If you wanted aggregate costs for the whole economy though, then you can do the matrix multiplication of p A q, but I would suggest moving from an aggregate to a sector-specific model so you can test the differences between sector prices and sector labor values. I think that would be very interesting!
The money that each sector receives would then be the element-wise multiplication of p~i~ q~i~. If you wanted an aggregate quantity across all sectors, this would be the p q - you have already calculated this as R.
Then you also need to include the wage payments for each sector. Each sector pays there workers w l~i~ q~i~ = w L~i~. In the aggregate if workers are spending all of their wage and they are the only consumers of the net product, then w L = p n. But if you wanted to find how much each sector was spending for their wages, then you have to disaggregate this.
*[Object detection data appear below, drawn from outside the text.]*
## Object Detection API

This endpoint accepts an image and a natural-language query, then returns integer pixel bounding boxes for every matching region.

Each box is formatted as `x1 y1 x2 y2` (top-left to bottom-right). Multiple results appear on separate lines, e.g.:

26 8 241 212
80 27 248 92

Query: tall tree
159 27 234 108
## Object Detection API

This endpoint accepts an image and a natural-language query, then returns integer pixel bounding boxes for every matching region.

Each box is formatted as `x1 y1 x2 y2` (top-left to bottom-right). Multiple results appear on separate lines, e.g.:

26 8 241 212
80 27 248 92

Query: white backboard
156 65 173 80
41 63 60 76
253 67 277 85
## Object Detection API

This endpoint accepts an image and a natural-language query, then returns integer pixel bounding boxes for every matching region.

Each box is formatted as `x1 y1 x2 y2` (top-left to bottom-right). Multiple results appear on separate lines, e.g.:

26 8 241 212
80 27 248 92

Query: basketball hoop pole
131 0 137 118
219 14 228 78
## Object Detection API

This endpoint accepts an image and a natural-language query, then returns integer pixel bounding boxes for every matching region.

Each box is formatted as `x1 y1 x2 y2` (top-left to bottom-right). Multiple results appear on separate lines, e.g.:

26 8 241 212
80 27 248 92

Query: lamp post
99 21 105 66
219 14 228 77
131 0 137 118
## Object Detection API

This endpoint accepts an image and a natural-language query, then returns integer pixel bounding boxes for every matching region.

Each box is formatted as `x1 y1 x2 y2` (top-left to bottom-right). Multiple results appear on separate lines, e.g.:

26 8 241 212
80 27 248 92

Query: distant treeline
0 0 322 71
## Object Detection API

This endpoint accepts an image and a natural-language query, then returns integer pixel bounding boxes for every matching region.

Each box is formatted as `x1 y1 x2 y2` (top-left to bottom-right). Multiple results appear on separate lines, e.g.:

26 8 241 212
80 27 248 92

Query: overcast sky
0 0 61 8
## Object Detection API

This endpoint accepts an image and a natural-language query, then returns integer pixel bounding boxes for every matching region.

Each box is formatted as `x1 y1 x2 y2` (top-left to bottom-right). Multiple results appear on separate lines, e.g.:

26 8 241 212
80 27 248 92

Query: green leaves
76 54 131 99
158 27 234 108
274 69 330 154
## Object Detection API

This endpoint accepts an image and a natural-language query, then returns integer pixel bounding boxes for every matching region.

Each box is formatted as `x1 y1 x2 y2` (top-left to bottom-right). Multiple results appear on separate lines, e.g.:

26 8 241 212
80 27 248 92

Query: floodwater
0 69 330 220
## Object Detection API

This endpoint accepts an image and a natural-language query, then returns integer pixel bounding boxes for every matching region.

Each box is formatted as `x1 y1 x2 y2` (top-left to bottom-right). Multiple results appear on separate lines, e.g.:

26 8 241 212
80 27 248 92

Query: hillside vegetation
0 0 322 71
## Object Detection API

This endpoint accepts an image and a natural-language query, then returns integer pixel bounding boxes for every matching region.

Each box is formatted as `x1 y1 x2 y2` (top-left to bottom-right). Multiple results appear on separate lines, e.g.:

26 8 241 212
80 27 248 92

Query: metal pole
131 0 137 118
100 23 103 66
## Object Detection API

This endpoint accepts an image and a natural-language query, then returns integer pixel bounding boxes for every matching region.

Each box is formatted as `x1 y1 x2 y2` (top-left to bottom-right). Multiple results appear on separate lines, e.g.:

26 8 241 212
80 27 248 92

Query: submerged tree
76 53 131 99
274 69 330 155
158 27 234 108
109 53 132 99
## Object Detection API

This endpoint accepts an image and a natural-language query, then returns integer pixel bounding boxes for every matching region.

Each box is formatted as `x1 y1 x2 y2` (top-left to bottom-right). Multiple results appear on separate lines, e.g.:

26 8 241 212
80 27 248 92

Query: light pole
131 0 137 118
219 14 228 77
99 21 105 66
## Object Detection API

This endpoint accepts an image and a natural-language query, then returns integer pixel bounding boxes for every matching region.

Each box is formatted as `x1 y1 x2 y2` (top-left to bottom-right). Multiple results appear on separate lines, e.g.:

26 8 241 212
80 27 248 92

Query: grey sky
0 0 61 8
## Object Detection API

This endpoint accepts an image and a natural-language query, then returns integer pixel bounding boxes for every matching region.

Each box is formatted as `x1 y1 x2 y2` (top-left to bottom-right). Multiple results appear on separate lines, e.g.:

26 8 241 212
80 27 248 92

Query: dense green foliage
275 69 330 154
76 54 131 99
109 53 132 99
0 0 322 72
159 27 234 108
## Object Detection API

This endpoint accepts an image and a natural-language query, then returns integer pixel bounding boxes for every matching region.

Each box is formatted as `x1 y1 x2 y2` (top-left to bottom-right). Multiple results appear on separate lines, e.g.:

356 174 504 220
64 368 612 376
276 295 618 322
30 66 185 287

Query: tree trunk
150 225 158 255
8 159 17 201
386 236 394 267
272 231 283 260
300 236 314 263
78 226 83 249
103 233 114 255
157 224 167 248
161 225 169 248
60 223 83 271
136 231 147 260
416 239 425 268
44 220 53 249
You could Introduce the wage as a new parameter. Then the total wage spend by each sector is w l~i~ q~i~ = w L~i~
Divide the working class into sectors, just as the industry is divided, and note that the i-th working class consumes a proportion of L~i~/L n of the net product. Then, by conservation of the worker’s wages with their expenditure, note that wage spent by each sector is then p~i~ n~i~ L~i~/L.
With that, you can then find the net income as you have. And perhaps this is what you’ve done, but just in an aggregate way. As I mentioned, MatLab code is a little difficult for me to understand. And also, I think disaggregating this can be a good next step!
the 1000 different prices are there to see what happens to the reproduction condition with 1000 different prices. I am not directly calculating reproduction prices for each economy. I am just letting random guesses show me what happens to the reproduction condition at various price points.
The net income being normalised was there just to improve the visualisation. I have run the code with all sorts of parameters with and without the normalisation, and it is difficult to decide which is more useful for gaining insight.
I've tried generating economies with upto 100 sectors (my poor laptop), but right now, I am facing a different problem I am trying to solve (with more and more sectors, my current random price generation strategy rarely ever produces prices close to LTV. Law of large numbers and all).
This is what I have done in C (except I also multiplied by gross output yo get total costs per sector)
R is a vector denoting the revenue by sector. I think part of your misunderstanding might be from MatLab's element-wise multiplication function, whose output can be difficult to understand.
O is a n long coming vector, P is a n long column vector, when element wise multiplied, the output is also a n long column vector.
And I do suppose that using standard notation (which I have never seen before tbh) would probably help greatly.